To freeze eggplant pulp, wrap whole eggplants in heavy duty aluminum foil. Prick with a sharp knife. Grill until soft and collapsed. When cool, unwrap and scoop out flesh. Pack into Tupperware containers and freeze.
FAVORITE USES
Add to cooked grains, toss with lemon and veggies for salad, babaganoush (eggplant and tahini dip), eggplant Parmesan
RECIPE IDEA
Fresh and Fast Eggplant Parmesan
There’s no mess of breadcrumbs, bubbling oil and messy dishes for this eggplant parm recipe. The eggplant is broiled to retain its fresh flavor. Homemade tomato sauce can be used instead of canned tomatoes.
- 1 eggplant, sliced and broiled (not necessary to defrost)
- 8 oz shredded mozzarella cheese
- 8 oz ricotta cheese
- 28oz can crushed tomatoes
- 2 tsp dried oregano
- Handful fresh basil leaves, chopped
- Salt and black pepper to taste
Open can of crushed tomatoes, and stir in oregano, basil, salt, pepper.
In a greased baking dish, starting with sauce, layer eggplant, dollops of ricotta, sauce, and mozzarella cheese. End with mozzarella cheese.
Cover and bake for about 30 minutes at 350 until cheese is bubbly and sauce is thickened.

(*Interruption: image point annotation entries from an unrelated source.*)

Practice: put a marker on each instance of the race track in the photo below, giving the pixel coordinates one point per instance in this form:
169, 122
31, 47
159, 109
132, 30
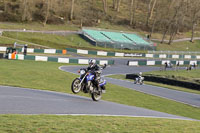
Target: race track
15, 100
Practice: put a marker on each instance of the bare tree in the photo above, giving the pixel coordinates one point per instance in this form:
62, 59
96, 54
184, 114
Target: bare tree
151, 6
118, 5
132, 11
114, 4
72, 10
5, 5
105, 6
47, 3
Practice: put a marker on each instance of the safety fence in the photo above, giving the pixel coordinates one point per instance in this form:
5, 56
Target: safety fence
163, 62
104, 53
56, 59
118, 54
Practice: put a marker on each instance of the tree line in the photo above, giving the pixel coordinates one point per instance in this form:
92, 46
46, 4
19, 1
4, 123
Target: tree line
168, 17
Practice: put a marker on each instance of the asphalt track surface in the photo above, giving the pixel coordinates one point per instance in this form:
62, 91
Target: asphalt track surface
179, 96
15, 100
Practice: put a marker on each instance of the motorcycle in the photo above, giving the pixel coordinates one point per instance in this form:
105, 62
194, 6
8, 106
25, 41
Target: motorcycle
86, 84
139, 80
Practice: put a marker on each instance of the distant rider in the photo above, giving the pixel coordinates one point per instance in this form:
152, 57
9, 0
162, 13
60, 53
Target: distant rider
95, 69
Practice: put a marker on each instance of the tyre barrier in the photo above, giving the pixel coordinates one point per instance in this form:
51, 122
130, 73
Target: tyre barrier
57, 59
162, 62
190, 85
104, 53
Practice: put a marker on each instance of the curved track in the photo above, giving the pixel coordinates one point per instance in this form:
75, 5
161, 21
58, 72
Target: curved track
179, 96
15, 100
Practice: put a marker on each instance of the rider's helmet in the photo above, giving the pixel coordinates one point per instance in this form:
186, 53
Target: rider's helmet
92, 63
140, 73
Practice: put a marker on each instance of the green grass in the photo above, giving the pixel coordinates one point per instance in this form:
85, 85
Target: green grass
158, 84
92, 124
180, 46
56, 41
41, 75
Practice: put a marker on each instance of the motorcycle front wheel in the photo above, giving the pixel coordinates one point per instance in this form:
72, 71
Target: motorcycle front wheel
76, 87
96, 96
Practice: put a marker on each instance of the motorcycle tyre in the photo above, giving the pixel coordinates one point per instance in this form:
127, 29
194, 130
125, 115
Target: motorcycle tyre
96, 96
72, 86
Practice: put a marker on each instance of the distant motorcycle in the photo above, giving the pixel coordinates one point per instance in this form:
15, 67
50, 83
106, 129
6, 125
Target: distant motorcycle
86, 84
139, 80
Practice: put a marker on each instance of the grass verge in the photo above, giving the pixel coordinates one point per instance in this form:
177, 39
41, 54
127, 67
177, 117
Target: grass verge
41, 75
123, 77
91, 124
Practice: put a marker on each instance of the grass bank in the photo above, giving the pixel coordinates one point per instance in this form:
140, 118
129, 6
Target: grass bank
47, 76
91, 124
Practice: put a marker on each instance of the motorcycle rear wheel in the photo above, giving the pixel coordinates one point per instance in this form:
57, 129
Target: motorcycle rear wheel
75, 86
96, 96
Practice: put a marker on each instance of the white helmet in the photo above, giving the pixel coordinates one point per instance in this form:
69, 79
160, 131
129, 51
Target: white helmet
92, 62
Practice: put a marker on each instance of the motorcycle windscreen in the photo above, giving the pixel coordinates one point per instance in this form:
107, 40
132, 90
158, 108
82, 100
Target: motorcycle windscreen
102, 83
90, 77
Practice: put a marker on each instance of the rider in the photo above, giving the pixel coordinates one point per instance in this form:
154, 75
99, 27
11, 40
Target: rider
95, 69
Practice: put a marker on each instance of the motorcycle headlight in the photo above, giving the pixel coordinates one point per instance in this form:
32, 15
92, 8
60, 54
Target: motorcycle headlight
82, 72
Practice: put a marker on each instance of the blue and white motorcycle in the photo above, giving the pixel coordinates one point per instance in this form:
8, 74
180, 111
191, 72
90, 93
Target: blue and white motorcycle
86, 84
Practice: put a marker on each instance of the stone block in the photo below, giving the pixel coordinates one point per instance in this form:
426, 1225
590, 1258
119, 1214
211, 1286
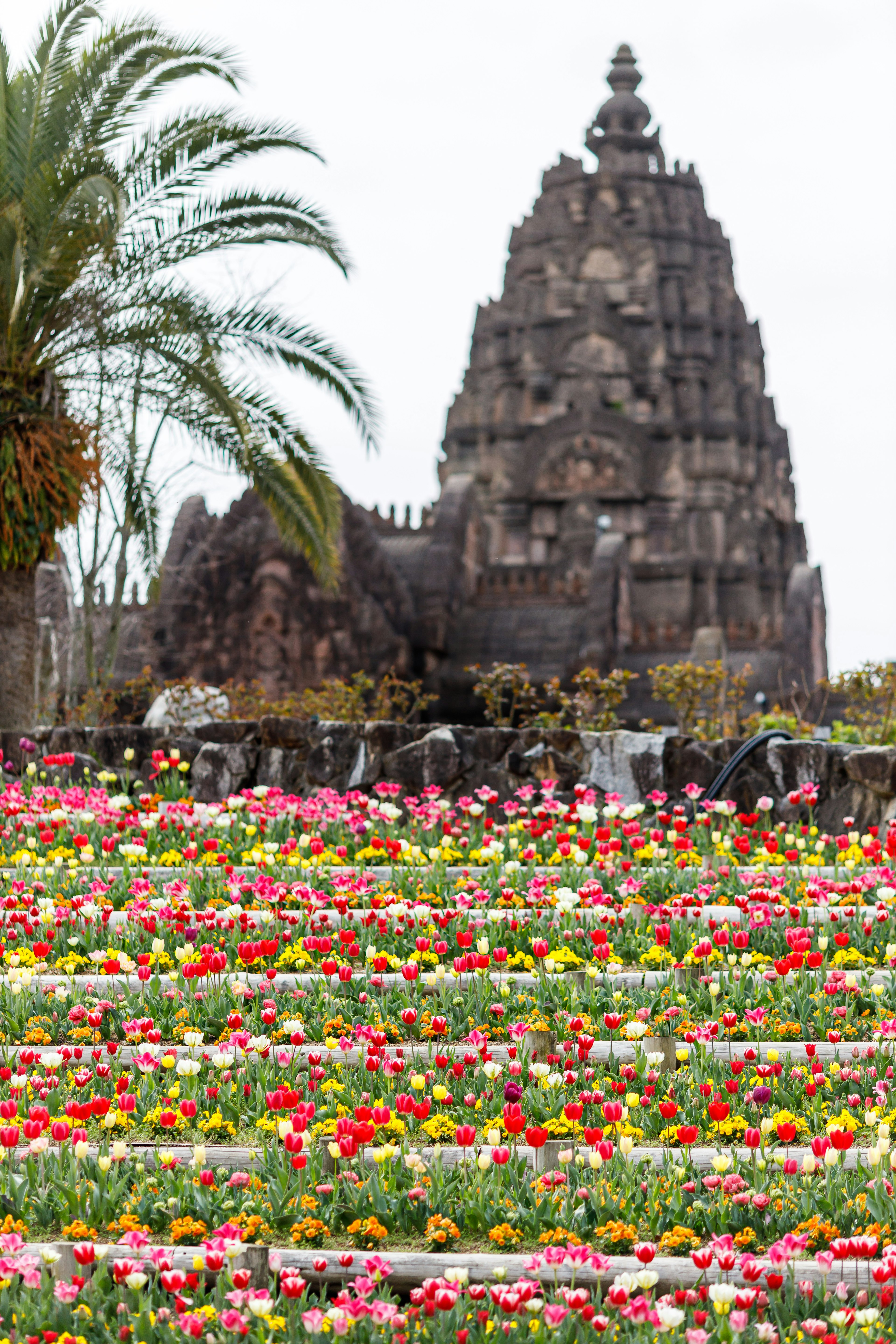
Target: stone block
875, 769
228, 732
281, 768
68, 738
793, 764
109, 745
494, 744
624, 763
436, 759
222, 769
334, 753
277, 732
547, 763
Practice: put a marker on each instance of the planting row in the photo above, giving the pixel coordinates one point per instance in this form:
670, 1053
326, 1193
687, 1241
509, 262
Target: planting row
48, 824
561, 1292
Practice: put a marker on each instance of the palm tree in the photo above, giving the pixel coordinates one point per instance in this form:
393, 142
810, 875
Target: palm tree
99, 217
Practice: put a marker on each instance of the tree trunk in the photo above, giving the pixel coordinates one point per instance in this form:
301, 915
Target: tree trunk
18, 648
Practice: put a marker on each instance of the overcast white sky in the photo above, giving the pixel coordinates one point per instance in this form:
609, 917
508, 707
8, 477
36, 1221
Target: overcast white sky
437, 123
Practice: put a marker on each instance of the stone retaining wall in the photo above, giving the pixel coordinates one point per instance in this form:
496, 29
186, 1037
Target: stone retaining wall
301, 756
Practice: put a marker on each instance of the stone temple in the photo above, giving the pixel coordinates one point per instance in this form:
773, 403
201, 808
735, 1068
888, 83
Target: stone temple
614, 493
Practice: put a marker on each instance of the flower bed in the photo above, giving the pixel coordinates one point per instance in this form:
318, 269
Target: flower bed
669, 1046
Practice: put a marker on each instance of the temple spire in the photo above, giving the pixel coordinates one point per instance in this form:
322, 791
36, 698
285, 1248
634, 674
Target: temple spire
623, 120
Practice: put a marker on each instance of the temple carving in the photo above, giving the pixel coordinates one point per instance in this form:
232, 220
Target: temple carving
616, 488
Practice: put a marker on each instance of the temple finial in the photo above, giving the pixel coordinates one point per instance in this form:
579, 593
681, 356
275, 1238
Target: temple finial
624, 111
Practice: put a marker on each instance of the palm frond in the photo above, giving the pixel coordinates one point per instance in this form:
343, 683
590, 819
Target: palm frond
99, 217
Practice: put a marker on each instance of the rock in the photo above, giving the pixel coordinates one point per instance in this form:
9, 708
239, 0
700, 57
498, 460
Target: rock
875, 769
189, 748
624, 763
488, 776
566, 741
844, 796
381, 738
229, 730
109, 745
547, 763
222, 769
494, 744
190, 707
437, 759
797, 763
68, 738
276, 732
280, 768
334, 753
385, 736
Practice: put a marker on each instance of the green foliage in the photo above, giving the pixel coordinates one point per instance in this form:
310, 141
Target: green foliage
101, 212
46, 462
871, 705
593, 705
507, 691
706, 698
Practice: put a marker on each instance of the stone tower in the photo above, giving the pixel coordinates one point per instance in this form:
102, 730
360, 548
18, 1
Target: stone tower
616, 487
632, 478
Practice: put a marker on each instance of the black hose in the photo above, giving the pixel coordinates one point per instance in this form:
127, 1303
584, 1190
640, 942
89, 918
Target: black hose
738, 759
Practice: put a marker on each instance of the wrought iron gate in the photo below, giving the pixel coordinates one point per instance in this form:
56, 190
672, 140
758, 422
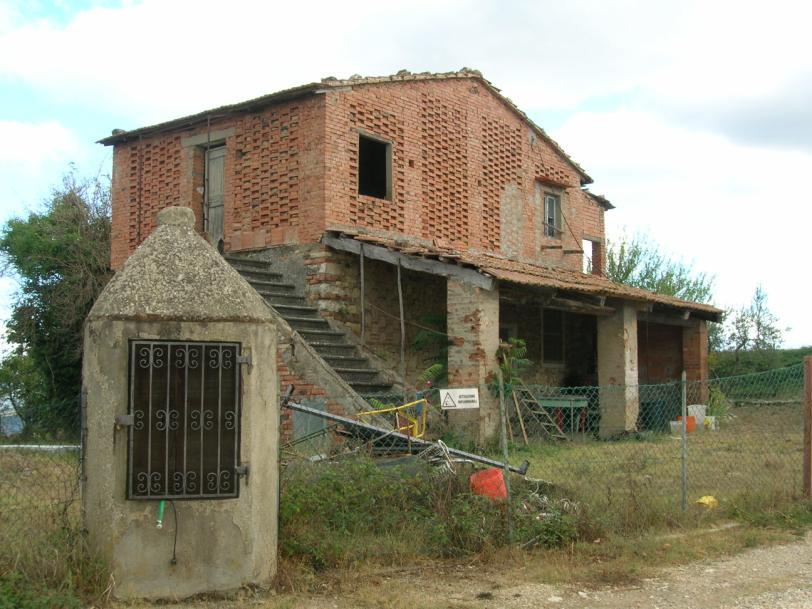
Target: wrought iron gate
185, 420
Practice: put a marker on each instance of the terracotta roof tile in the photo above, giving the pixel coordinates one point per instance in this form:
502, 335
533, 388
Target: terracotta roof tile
336, 83
524, 273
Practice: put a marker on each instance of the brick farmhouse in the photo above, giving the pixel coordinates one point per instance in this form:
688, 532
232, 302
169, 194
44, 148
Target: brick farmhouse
370, 210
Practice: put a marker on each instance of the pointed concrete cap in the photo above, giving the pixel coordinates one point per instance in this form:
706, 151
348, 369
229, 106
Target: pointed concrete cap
176, 275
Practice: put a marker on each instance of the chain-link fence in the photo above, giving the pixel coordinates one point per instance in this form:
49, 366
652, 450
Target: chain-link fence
39, 486
632, 455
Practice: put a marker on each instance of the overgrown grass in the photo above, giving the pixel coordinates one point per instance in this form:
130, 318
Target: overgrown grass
336, 514
633, 485
44, 562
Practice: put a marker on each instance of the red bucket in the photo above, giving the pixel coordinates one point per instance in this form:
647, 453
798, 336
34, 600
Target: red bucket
489, 483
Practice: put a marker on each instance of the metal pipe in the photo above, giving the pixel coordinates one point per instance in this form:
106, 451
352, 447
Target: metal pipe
684, 446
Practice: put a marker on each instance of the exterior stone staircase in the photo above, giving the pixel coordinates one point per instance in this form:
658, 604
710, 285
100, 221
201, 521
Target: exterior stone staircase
334, 347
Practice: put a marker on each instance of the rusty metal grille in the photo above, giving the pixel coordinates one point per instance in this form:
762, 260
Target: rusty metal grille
185, 420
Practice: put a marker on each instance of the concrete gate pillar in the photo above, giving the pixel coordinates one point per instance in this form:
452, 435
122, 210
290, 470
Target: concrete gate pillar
473, 330
617, 371
695, 360
180, 397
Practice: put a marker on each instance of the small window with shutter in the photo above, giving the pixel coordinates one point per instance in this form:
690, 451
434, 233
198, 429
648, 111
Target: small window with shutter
184, 437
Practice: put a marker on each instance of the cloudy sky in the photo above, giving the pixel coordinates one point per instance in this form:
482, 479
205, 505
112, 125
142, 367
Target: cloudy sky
693, 118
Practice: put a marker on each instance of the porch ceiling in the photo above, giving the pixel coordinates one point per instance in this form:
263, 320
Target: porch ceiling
515, 272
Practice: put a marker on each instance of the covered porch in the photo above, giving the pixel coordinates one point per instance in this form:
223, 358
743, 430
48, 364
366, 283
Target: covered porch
580, 330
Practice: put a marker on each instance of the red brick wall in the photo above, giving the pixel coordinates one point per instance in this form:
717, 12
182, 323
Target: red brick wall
273, 184
464, 170
659, 353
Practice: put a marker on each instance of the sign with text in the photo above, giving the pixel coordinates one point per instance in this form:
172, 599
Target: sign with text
457, 399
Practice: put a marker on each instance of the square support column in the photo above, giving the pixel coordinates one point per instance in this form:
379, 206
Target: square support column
473, 330
695, 360
617, 371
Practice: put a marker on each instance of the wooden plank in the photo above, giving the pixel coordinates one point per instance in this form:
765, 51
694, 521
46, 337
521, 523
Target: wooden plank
808, 426
433, 267
577, 306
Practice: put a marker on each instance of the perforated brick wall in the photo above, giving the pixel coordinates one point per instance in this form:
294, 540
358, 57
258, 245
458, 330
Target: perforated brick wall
464, 173
274, 178
444, 204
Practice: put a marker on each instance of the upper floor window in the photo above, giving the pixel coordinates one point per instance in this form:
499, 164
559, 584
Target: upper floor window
374, 168
552, 215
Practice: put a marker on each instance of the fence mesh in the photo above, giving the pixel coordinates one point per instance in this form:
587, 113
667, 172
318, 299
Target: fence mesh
39, 481
619, 452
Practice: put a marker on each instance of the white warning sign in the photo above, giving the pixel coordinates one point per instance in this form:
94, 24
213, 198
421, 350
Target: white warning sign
456, 399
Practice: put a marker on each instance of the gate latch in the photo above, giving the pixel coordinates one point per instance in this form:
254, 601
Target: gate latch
242, 471
125, 420
246, 359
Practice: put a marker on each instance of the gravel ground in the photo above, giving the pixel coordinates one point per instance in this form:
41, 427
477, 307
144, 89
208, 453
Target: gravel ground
776, 577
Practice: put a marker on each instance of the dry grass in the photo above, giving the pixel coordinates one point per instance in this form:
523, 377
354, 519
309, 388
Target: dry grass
631, 485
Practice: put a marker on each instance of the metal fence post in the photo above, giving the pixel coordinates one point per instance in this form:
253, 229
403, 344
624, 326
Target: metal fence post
684, 445
807, 472
503, 439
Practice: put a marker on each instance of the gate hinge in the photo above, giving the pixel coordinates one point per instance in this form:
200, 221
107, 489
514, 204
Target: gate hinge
246, 359
125, 420
242, 471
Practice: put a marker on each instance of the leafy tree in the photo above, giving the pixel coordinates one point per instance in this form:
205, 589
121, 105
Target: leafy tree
754, 330
59, 256
637, 261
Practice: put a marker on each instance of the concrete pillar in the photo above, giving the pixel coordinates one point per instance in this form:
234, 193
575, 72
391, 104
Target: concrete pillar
473, 329
617, 371
695, 360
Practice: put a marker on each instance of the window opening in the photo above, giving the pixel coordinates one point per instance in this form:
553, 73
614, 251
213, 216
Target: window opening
215, 194
374, 168
553, 336
552, 215
185, 431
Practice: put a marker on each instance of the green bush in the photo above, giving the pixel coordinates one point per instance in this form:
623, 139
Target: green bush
16, 592
335, 514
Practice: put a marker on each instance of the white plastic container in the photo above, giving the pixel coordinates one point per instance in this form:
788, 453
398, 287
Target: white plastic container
698, 412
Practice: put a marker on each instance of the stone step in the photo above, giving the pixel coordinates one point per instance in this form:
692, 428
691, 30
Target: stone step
234, 259
259, 286
323, 336
275, 298
349, 361
326, 349
296, 310
371, 387
355, 375
250, 274
307, 323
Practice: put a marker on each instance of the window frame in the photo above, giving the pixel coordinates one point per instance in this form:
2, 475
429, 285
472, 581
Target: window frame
556, 229
561, 335
389, 146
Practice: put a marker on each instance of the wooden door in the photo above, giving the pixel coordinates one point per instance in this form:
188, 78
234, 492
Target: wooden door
215, 191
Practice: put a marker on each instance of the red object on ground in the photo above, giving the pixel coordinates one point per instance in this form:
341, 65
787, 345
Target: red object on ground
489, 483
690, 423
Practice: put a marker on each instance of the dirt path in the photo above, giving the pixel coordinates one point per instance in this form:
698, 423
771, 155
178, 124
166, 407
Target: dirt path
777, 577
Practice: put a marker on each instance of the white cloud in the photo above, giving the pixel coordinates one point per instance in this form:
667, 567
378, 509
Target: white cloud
735, 211
32, 158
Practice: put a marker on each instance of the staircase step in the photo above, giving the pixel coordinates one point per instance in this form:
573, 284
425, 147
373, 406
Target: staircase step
350, 361
325, 336
251, 275
296, 310
370, 388
275, 298
261, 286
326, 349
307, 323
354, 375
234, 260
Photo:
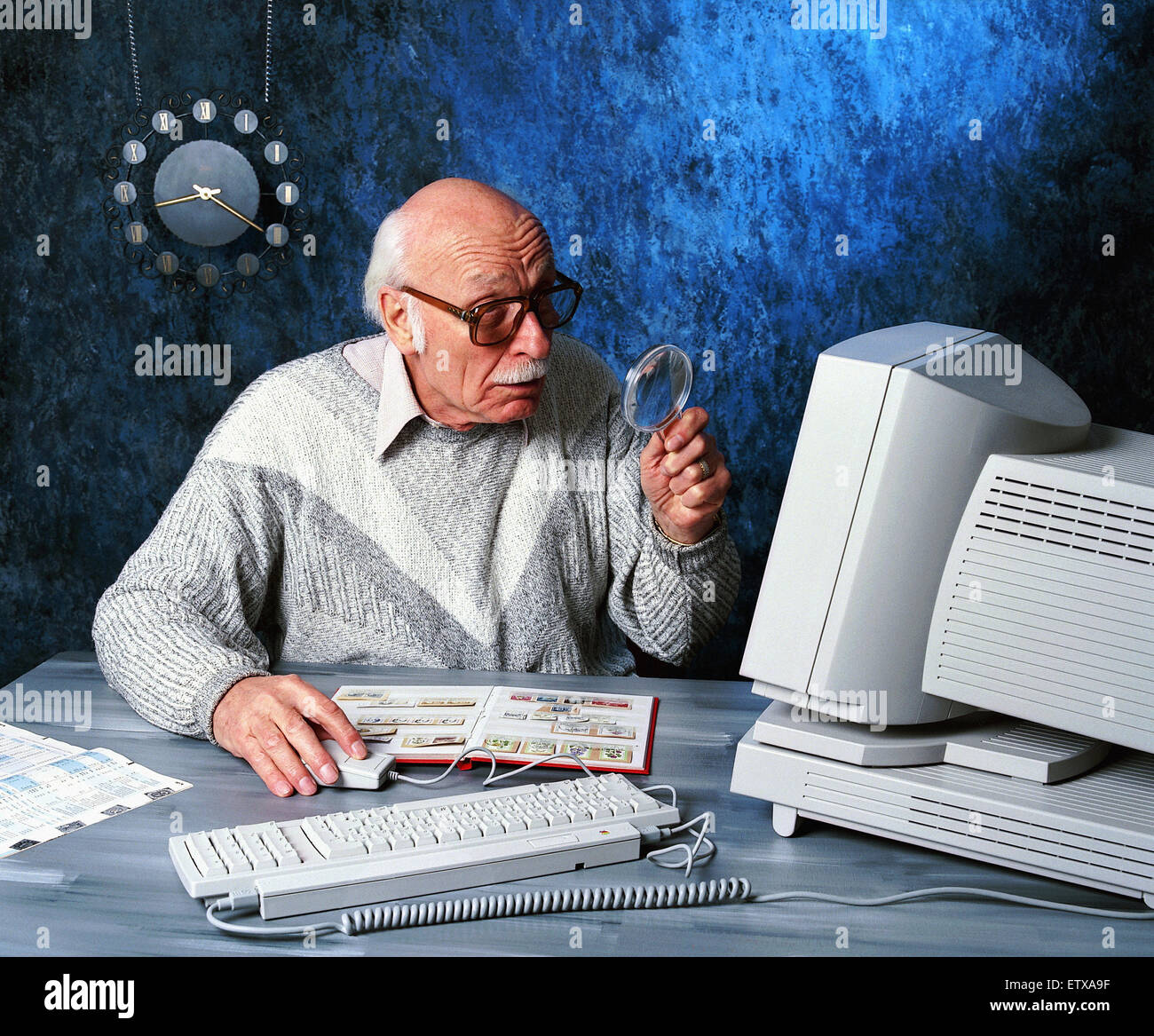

Melissa’s Nutritional Tidbit: This is a brilliant idea.You can truly have deliciously ripe summer produce all year long with a bit of time and effort on your part. In America, you can buy all kinds of produce all year long, but your wallet may suffer. Take advantage of the cheaper prices and succulent produce in the summer, so that you can enjoy in the fall/winter too!. Freezing produce retains its nutrition, so don’t be afraid that not eating them fresh will take away its healthy goodness!